Tapi lain halnya orang yang sedang tergeletak tidak berdaya ditengah lantai ruangan kamar sejak tadi hanya diam saja tanpa berkutik matanya terpejam rapat. Patmi, setelah mengetahui apa yang terjadi pada selendangnya dia seperti orang yang kehilangan kekuatannya lemas tidak mempunyai tenaga apa-apa.
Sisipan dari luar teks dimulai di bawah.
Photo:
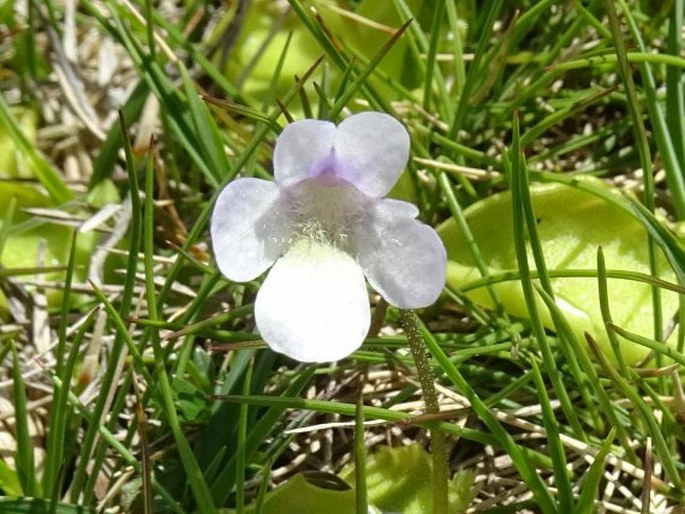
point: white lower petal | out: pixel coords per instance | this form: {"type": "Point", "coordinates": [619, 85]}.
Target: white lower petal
{"type": "Point", "coordinates": [248, 229]}
{"type": "Point", "coordinates": [313, 305]}
{"type": "Point", "coordinates": [403, 259]}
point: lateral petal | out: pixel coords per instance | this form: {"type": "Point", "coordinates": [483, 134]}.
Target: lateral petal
{"type": "Point", "coordinates": [303, 150]}
{"type": "Point", "coordinates": [371, 150]}
{"type": "Point", "coordinates": [248, 233]}
{"type": "Point", "coordinates": [402, 258]}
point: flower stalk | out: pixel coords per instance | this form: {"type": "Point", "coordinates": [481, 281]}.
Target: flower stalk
{"type": "Point", "coordinates": [430, 398]}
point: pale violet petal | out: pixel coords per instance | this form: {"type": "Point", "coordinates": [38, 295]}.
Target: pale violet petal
{"type": "Point", "coordinates": [371, 150]}
{"type": "Point", "coordinates": [247, 228]}
{"type": "Point", "coordinates": [403, 259]}
{"type": "Point", "coordinates": [313, 305]}
{"type": "Point", "coordinates": [302, 150]}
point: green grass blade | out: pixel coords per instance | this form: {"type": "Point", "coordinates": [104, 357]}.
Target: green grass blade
{"type": "Point", "coordinates": [201, 492]}
{"type": "Point", "coordinates": [25, 463]}
{"type": "Point", "coordinates": [45, 172]}
{"type": "Point", "coordinates": [60, 415]}
{"type": "Point", "coordinates": [593, 477]}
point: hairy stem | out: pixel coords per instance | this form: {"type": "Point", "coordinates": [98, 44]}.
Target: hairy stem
{"type": "Point", "coordinates": [430, 398]}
Untuk mengangkat tangannya saja dia tidak dapat melakukan hal itu. Dari nafasnya sangat lemah hampir tidak terdengar, dia benar-benar lemas tidak berdaya apa-apa lagi. Yang ada difikirannya saat itu, dia teringat nasehat mbahnya untuk kembali kejalan sebagaimana mestinya selalu terngiang di telinganya. Hanya suara nyamuk disekitarnya sebagai temannya tapi tidak berani mendekatinya khawatir nanti akan terkena dosanya juga dan mengalami yang sama.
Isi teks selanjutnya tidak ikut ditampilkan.